Parents can lessen negative effects of child custody disputes

On Behalf of | Jun 15, 2017 | Child Custody

Coming to the end of a marriage is never a simple or easy matter, even when both parties are absolutely certain that divorce is the best course of action. For those in Texas who share children, it can be hard to know how to make the process of divorce easier for the younger members of the family. What decades of research has made clear is that divorce and child custody disputes can weigh heavily on children, and can have lasting negative consequences. Fortunately, parents can help reduce the negative impact that their divorce may have on their kids.

Researchers have long known that kids who go through divorce have higher rates of anxiety, depression, problems at school and other social issues as compared with kids who live in intact families. What has recently become clear, however, is that it may not be the divorce itself that leads to issues, but rather how the parents handle their shifting relationship. Those who are able to transition gracefully from spouses to co-parents can make the process far easier on themselves and their children.
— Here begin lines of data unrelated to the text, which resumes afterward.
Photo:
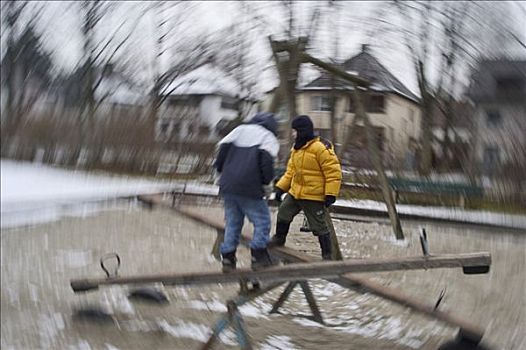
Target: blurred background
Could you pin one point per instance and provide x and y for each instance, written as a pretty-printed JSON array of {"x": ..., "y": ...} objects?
[
  {"x": 103, "y": 101},
  {"x": 150, "y": 87}
]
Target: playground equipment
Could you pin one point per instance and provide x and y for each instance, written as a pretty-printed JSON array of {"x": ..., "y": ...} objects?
[{"x": 298, "y": 269}]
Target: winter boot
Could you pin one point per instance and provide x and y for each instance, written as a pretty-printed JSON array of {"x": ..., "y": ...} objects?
[
  {"x": 229, "y": 261},
  {"x": 278, "y": 240},
  {"x": 325, "y": 245},
  {"x": 260, "y": 258}
]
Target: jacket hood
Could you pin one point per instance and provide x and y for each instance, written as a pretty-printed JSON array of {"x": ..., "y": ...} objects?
[{"x": 266, "y": 120}]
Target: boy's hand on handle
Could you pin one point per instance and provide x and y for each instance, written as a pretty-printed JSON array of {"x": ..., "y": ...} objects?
[
  {"x": 329, "y": 200},
  {"x": 278, "y": 193}
]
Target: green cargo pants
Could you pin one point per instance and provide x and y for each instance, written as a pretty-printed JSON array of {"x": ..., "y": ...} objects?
[{"x": 314, "y": 211}]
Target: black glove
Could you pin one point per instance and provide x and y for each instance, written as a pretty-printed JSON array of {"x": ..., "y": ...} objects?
[
  {"x": 329, "y": 200},
  {"x": 278, "y": 193}
]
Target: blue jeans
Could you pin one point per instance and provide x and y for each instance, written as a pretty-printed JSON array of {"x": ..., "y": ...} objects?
[{"x": 236, "y": 208}]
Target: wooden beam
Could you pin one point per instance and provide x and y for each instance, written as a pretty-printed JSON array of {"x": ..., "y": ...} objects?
[{"x": 298, "y": 271}]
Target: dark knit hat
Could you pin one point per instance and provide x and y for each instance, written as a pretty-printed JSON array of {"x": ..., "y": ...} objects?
[{"x": 303, "y": 125}]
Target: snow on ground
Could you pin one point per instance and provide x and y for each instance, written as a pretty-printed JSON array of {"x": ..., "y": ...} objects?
[
  {"x": 469, "y": 216},
  {"x": 457, "y": 214},
  {"x": 34, "y": 193}
]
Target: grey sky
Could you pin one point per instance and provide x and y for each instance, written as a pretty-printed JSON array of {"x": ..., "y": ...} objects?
[{"x": 61, "y": 26}]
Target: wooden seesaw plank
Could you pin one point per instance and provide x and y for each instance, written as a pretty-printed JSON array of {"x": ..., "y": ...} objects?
[
  {"x": 351, "y": 281},
  {"x": 299, "y": 271}
]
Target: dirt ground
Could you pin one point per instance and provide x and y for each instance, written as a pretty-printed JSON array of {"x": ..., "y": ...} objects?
[{"x": 38, "y": 305}]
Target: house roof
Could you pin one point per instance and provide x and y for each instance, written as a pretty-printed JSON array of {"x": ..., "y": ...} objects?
[
  {"x": 205, "y": 80},
  {"x": 366, "y": 66},
  {"x": 484, "y": 85}
]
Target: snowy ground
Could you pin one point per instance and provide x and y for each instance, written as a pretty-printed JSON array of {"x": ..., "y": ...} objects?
[
  {"x": 37, "y": 263},
  {"x": 34, "y": 193}
]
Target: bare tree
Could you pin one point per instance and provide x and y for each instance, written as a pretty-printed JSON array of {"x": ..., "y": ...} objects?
[
  {"x": 444, "y": 35},
  {"x": 26, "y": 65},
  {"x": 98, "y": 64}
]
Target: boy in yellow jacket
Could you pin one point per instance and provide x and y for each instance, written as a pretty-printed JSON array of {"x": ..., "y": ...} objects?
[{"x": 312, "y": 181}]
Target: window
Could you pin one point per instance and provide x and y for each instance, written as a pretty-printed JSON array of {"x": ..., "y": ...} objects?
[
  {"x": 375, "y": 104},
  {"x": 351, "y": 105},
  {"x": 510, "y": 84},
  {"x": 229, "y": 103},
  {"x": 164, "y": 127},
  {"x": 491, "y": 160},
  {"x": 320, "y": 103},
  {"x": 493, "y": 118}
]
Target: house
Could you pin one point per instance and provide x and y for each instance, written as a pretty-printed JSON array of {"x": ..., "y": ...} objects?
[
  {"x": 392, "y": 108},
  {"x": 200, "y": 103},
  {"x": 498, "y": 92}
]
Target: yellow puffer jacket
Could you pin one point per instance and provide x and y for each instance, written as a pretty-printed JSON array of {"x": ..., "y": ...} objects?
[{"x": 313, "y": 172}]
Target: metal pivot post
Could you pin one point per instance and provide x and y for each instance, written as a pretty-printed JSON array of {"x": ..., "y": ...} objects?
[
  {"x": 316, "y": 314},
  {"x": 232, "y": 318}
]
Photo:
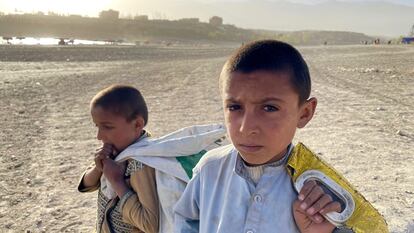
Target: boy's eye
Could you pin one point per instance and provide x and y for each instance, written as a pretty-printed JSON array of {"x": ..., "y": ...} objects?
[
  {"x": 233, "y": 107},
  {"x": 107, "y": 127},
  {"x": 270, "y": 108}
]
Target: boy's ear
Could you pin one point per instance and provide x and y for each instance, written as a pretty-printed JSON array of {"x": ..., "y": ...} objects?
[
  {"x": 307, "y": 111},
  {"x": 139, "y": 123}
]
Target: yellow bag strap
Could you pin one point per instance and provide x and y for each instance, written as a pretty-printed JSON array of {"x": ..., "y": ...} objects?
[{"x": 365, "y": 218}]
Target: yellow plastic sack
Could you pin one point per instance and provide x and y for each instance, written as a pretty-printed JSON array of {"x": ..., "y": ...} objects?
[{"x": 365, "y": 218}]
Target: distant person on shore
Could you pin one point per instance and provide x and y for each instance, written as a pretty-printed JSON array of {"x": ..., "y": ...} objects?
[
  {"x": 120, "y": 114},
  {"x": 248, "y": 185}
]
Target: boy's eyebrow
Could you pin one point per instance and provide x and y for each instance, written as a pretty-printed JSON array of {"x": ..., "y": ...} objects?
[
  {"x": 105, "y": 123},
  {"x": 268, "y": 99}
]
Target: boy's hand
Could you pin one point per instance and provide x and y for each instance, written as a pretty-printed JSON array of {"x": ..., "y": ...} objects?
[
  {"x": 312, "y": 203},
  {"x": 106, "y": 151},
  {"x": 114, "y": 172}
]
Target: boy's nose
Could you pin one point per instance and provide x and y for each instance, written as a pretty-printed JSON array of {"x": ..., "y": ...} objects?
[
  {"x": 248, "y": 124},
  {"x": 99, "y": 135}
]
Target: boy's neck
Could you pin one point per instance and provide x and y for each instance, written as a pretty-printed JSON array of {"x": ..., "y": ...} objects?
[{"x": 276, "y": 160}]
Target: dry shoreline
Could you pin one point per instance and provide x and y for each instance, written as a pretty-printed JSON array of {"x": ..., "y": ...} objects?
[{"x": 364, "y": 123}]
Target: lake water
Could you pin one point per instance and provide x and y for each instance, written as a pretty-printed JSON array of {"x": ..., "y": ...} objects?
[{"x": 54, "y": 41}]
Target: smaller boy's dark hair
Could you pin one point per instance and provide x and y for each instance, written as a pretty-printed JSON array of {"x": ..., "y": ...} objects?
[
  {"x": 122, "y": 100},
  {"x": 273, "y": 56}
]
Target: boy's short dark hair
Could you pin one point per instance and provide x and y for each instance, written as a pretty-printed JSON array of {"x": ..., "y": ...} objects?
[
  {"x": 122, "y": 100},
  {"x": 273, "y": 56}
]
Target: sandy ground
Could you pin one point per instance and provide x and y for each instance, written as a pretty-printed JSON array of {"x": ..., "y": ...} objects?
[{"x": 364, "y": 123}]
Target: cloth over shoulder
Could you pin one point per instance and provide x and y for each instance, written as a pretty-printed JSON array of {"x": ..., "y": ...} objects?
[{"x": 173, "y": 157}]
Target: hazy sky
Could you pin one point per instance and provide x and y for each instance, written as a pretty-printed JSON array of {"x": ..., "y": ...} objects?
[
  {"x": 93, "y": 7},
  {"x": 373, "y": 17}
]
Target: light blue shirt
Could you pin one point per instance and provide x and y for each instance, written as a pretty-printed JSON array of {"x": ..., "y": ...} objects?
[{"x": 220, "y": 198}]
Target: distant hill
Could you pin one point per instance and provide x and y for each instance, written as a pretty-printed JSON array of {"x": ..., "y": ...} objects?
[
  {"x": 371, "y": 17},
  {"x": 89, "y": 28}
]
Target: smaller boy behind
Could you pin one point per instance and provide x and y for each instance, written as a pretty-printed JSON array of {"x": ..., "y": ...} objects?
[
  {"x": 120, "y": 113},
  {"x": 245, "y": 187}
]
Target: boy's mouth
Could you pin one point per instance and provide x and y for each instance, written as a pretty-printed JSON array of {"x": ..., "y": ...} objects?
[{"x": 250, "y": 148}]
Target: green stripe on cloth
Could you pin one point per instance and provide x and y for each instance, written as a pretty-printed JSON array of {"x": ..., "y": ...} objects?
[{"x": 189, "y": 162}]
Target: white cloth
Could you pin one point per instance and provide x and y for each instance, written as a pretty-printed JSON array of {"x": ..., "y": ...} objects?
[
  {"x": 160, "y": 153},
  {"x": 221, "y": 198}
]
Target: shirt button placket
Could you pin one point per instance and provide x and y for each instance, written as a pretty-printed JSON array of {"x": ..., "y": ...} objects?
[{"x": 258, "y": 198}]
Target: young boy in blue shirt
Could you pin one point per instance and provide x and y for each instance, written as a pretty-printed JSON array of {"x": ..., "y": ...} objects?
[{"x": 245, "y": 187}]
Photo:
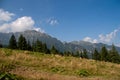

What many parents fail to realize is that their kids are paying close attention to their parents during the course of a divorce. That means that parents are modeling dispute resolution, conflict management and how to remain resilient in the face of challenges. Children will learn from those lessons, and will apply that learning to their own struggles, both during childhood and as adults.

Parents in Texas and beyond should make every effort to move through their divorce with as much cooperation and collaboration as possible. Even when it seems like the children are being shielded from the divorce and child custody process, they are absorbing a great deal of information about the change in their family’s structure. Modeling positive behaviors can have a lasting impact on how kids move through this time in their lives, and in how they shape their own adult relationships.